The nurse is caring for a client in pain. The nurse asks the client which level of pain he is in, and the client says it's 1 out of 10. The nurse notices that the client grimaces every time he moves. What is the nurse's most appropriate action?
- A. Administer analgesics to the client.
- B. Move on to other patients.
- C. Ask the client about his grimacing with every movement.

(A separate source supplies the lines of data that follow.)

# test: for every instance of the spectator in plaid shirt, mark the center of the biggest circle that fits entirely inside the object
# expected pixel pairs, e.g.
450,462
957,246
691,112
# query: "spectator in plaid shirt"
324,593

- D. Encourage the client to watch his favorite TV show.
Correct Answer: C
Rationale: Grimacing suggests pain despite the low rating, so further assessment clarifies the discrepancy. Administering analgesics, ignoring the issue, or distraction are premature.
The nurse is observing a student nurse wash their hands with soap and water. Which observation requires follow-up? The student nurse
- A. washes their hands using warm water.
- B. dries hands thoroughly from wrists to fingers with paper towel.
- C. wets their wrists and hands with fingers pointed downward.
- D. pushes wristwatch and long uniform sleeves above wrists.
Correct Answer: C
Rationale: Fingers should point upward during handwashing to ensure soap and water reach all surfaces effectively.